Book #12: Factotum, Charles Bukowski

Confession: I bought my ECCO copy of Charles Bukowski’s Factotum many years ago as an intended gift for my brother, which I then never gave him. I kept it to read for myself, which I finally did last summer. I’d give it to him now, but... I kind of want to read it again. (Doug, if you find this blog, it’s yours.)  

  Also, it’s true: I’m way behind on my 100 book reports, but I never stopped reading (for those who just came in, I’ve set out to read 100 of my own, unread books before purchasing another, with a brief word about each as I go). I’m always reading something, usually a couple somethings, but my life as a full-time, independent performing songwriter doesn’t make for a lot of reading-lamp/book-report time. And yes, it’s true that I spend a lot of my free hours watching movies - but hey, in my defense, it’s easier to play guitar while watching movies - AND it was a movie that put the novel Factotum in my hands.  

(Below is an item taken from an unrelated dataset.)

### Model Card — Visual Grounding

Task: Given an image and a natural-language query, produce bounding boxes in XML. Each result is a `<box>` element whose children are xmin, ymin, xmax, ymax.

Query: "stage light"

Years ago, while living in Toronto on Oxford St., I rented Norwegian director Brent Hamer's 2006 film Factotum, based on Bukowski’s book, and which draws from other of his writings as well. The movie is perfect - the tone of it is perfect, it just feels like Bukowski - and it’s hands down my favourite Matt Dillon performance. Anyone who likes to say "movies are never as good as the books" is missing a few tricks, Brent Hamer's Factotum being one. Anyone who tells you you should read the book before seeing the movie, same. Brent Hamer hooked me up with this one (see previous paragraph). 

On the surface of it, the novel Factotum isn't about much ("factotum" translating literally from the latin as "do it all,” is an employee whose job is whatever needs doing, "a jack-off of all trades," as Tom Waits put it). Bukowski's narrator and alter-ego, Harry Chinaski, is an employer's nightmare. Throughout the bite-sized chapters of the book, Harry works a series of mind-numbing jobs - but only for long enough to lay some bets at the track, to buy another bottle, or to walk out of his shift to the nearest bar. Chinaski's a committed alcoholic, a regular at the ponies, a drifter through turbulent affairs with booze-broken women, and a writer - and it's his writing that he protects. It’s the one thing which he never allows his soul-sucking rounds as a “factotum” to touch.  

This is what I love most about Charles Bukowski and/or Harry and/or Henry and/or Hank Chinaski. He never lets the turkeys get him down. He maintains a dignity of soul. He bucks the entire Presbyterian ethic which I was raised, osmotically, to follow. To those for whom having work is the ultimate goal, it would seem that Harry Chinaski doesn’t care about anything - I mean, if he doesn't care enough about the job that pays his bed and board to do it right, then he must just not care. But Bukowski, and his Bukowski-like narrator, care about something harder-won, and harder to define.  

As Bukowski puts it in his poem 'Nobody But You’:  

nobody can save you but 

yourself 

and you're worth saving. 

it's a war not easily won 

but if anything is worth winning then 

this is it

A decade ago, Vancouver monologuist, director, and playwright TJ Dawe talked extensively and with great passion about Bukowski (and his poem ‘The HIstory of One Tough Motherfucker,’ about the nearly-dead cat he rescued, and loved back to life) in his one-man show Totem Figures, which I saw when it toured in 2008.  

Around the same time, I found myself in a Halifax used bookshop, looking for Bukowski, but didn't find any. They were sold out, the proprietor said nothing of Bukowski's stuck around for long. The friend who was with me said, "Says something about his writing, doesn't it?" Last year, I did a show in a Toronto bookshop on College St. (Sellers & Newel, Second Hand Books) where I noticed that Charles Bukowski had a high shelf, all to himself, over the doorway at the back. "That's because people steal Bukowski," said Peter Sellers. "He doesn't survive in general population."  

As Bukowski himself says in his poem 'I'm Flattered,' "I was on the minds of a lot of people. it was my own fault for being so easy to read."   

He definitely is - but anyone who’s tried, knows: it might be easy to read him, but it’s not so easy to write like Charles Bukowski. Bukowski's earned his hype. He deserves to be sold out, shoplifted, spoken of evangelically by other writers, covered by Tom Waits, and painstakingly made into beautiful films by Norwegian directors; he deserves to be the gift for your brother that you kept for yourself. Which reminds me, I still have a borrowed copy of Sifting Through the Madness for the Word, the Line, the Way. (Eva HD, if you find this blog, it’s still safe.) Maybe I'm just a Bukowski-clutching book miser, or maybe it says something about his writing... I’ll let you decide (and check out the movie Factotum while you’re at it).